Add API to replace FS access #832

fionera · 2021-03-14T14:13:03Z

Hi, I would like to use navidrome, but I have my files in an object storage and I would like to directly interact with it. How about an API so it is possible to use other storage providers. This could also allow to use as example rclone as storage source

deluan · 2021-03-14T16:48:29Z

Hi @fionera, thanks for trying Navidrome!

I already thought about introducing this FS abstraction, but after moving my library to GDrive and setting up RClone to mount it, I don't see any advantage of incorporating this functionality directly into Navidrome's codebase. It would be more code to maintain and it would never be better than something dedicated to it, like RClone. Think about all the tweaks and fine-tuning one have to do to make the access as fast and transparent as possible?

Having said that, I may still implement this in a future version, but it is definitely not a priority now because, as I said, you can already achieve this by using RClone.

Let me know your thoughts, and if I'm missing any important aspect of this.

fionera · 2021-03-14T17:42:55Z

I have a big library I cant just mount with rclone and I would implement my own driver for it then anyway.

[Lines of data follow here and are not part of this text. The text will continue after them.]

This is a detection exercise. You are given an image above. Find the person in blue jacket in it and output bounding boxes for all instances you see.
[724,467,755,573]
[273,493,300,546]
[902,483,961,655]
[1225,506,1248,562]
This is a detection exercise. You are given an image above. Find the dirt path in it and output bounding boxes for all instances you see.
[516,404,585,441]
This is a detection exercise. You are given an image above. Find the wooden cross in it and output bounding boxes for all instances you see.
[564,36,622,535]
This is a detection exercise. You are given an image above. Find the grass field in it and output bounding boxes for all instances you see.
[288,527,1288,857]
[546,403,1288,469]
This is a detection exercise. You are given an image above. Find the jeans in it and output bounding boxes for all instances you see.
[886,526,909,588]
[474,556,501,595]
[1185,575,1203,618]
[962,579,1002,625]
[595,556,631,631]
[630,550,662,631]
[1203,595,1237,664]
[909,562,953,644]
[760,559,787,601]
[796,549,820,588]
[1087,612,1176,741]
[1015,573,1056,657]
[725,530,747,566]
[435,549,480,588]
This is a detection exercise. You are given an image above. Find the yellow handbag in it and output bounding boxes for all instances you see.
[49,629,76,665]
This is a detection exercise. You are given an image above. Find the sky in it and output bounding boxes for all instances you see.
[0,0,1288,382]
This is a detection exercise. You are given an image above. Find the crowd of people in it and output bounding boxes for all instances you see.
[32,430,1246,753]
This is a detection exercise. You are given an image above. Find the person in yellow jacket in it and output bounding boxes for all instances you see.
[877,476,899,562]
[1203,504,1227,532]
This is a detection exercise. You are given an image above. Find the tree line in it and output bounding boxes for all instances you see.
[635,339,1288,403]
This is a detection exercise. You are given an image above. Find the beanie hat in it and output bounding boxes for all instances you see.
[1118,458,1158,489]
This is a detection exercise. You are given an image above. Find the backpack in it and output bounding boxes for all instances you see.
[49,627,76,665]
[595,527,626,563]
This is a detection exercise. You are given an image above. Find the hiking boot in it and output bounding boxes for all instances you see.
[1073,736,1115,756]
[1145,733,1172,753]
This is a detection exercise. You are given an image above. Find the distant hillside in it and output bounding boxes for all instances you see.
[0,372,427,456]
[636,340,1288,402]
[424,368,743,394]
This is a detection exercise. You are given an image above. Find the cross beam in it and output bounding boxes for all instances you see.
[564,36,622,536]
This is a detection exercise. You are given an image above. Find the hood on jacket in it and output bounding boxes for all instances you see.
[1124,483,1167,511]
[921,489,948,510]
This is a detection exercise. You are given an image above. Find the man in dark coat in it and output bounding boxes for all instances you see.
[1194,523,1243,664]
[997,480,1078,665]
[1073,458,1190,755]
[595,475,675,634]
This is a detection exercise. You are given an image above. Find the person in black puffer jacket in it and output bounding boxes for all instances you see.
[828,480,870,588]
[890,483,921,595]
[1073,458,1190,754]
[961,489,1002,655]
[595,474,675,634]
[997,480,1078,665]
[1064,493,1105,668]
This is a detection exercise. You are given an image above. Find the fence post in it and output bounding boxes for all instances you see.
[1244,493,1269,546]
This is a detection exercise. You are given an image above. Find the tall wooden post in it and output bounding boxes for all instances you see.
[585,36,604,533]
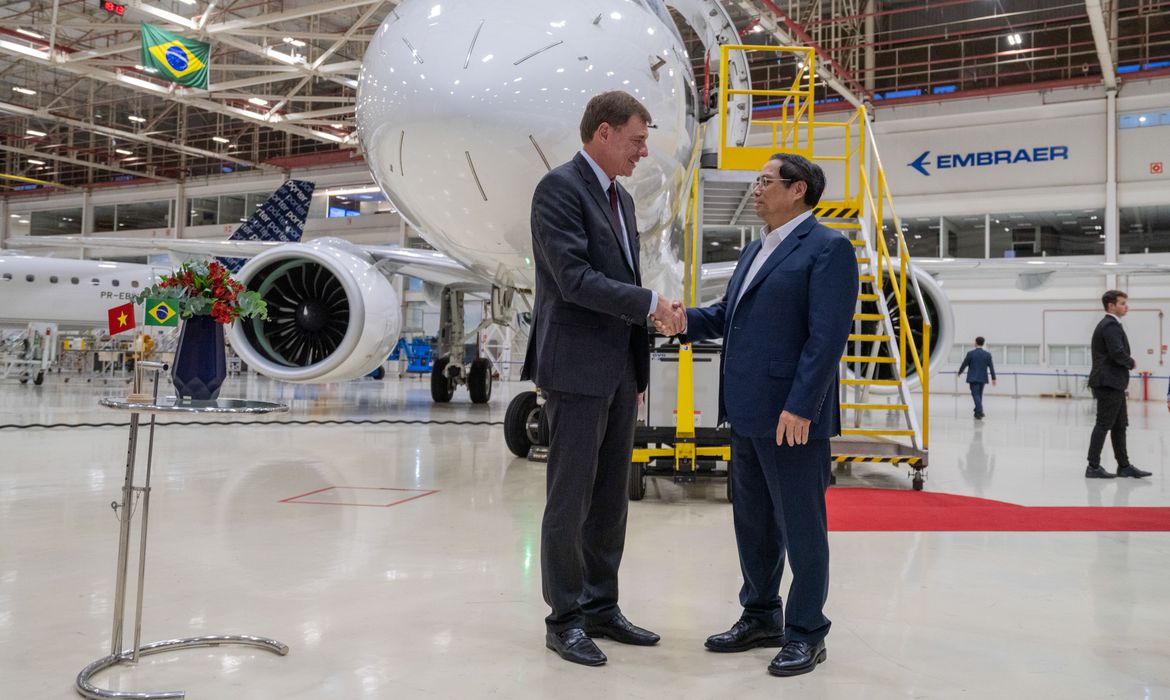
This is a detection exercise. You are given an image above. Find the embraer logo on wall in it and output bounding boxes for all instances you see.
[907,146,1068,177]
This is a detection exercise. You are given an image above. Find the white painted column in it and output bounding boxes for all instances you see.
[171,183,184,240]
[0,198,11,248]
[1104,90,1121,289]
[865,0,878,94]
[983,214,991,258]
[77,188,94,260]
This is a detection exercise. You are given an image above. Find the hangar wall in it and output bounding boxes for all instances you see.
[874,80,1170,400]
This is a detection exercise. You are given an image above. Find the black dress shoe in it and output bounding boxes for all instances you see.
[544,627,606,666]
[1085,465,1120,479]
[1117,465,1152,479]
[768,640,826,675]
[704,617,784,652]
[585,612,661,646]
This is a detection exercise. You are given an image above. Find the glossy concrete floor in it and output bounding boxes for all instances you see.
[0,369,1170,699]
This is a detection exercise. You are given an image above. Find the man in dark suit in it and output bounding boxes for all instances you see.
[958,336,996,420]
[521,91,682,666]
[1085,289,1150,479]
[664,153,858,675]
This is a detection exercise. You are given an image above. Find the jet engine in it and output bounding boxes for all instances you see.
[847,265,955,393]
[228,238,401,383]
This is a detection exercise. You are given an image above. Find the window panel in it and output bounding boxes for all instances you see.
[943,214,985,258]
[117,199,171,231]
[28,207,81,235]
[991,210,1104,258]
[187,197,219,226]
[1119,205,1170,253]
[219,194,248,224]
[94,204,117,233]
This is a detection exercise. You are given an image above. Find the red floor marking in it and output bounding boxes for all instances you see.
[277,486,439,508]
[827,488,1170,533]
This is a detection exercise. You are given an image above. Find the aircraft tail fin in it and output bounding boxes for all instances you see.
[219,180,315,273]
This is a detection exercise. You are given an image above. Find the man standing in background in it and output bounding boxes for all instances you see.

If its wanted, I could take a look into implementing this

deluan · 2021-03-14T23:02:31Z

I'm all for contributions, but I still don't get why you say you can't just mount it.. My library is 70K songs, mostly FLAC and it works pretty well, taking less than 30 seconds to add a new album. I know some folks that have more than a million songs, also mounting using rclone. Can you elaborate a bit more on why this is not possible in your case. And, in the issue description you said:

This could also allow to use as example rclone as storage source

So, I'm kind of confused here: why do you say using rclone as a storage source is good, but mounting with it is not?

Anyway, if we decide to implement something like this, I'd like to use an approach of external plugins, maybe using Hashicorp's go-plugin library

fionera · 2021-03-14T23:24:22Z

The Library I want to use and index currently has over 20 million songs and is over 500TB in size. Its split across multiple s3 buckets and not sorted in a human readable way. There are multiple abstractions in there. If I mount it, its far more overhead.

Using rclone was just an example, so I am not the only one who would use that Interface ;) I dont really like the native go plugin system, since it has multiple problems and the go-plugin lib from Hashicorp is using gRPC under the hood which afaik also adds overhead since you stream real files, tho for the normal User that shouldnt be a problem.

deluan · 2021-03-16T17:58:04Z

Wow! Are you trying to launch your own streaming service? LOL!

Seriously though, abstracting away the FS access is a Good Thing ™️, but I'm not sure how we would handle TagLib's access to the files (it is a C++ library, not Go).

By the way, in your case, you may encounter other issues with this huuuuge library, ex: I'm not sure if SQLite3 is the best option to store a library this size.

fionera · 2021-03-16T20:31:59Z

Wow! Are you trying to launch your own streaming service? LOL!

Nah not really, I am just experimenting with some open Storage Systems and want to access them over a nice UI. In this case I want to try to Index some Items from Archive.org.

Regarding TagLib... Arent there other Libraries that are written in Go for that? Maybe switch?
SQLite3 shouldnt be any Issue since I would probably also implement Elasticsearch or smth like that as Search Engine :)

deluan · 2021-03-17T04:35:04Z

Regarding TagLib... Arent there other Libraries that are written in Go for that? Maybe switch?

Unfortunately TagLib is the best option out there, and there are upcoming features that depends on some of its features, like multi-valued tags. Maybe we can create a File class in C++ whose methods calls the fs.File methods, and pass it to the TagLib::Open (or whatever it is called). Anyway we will have to find a solution for that...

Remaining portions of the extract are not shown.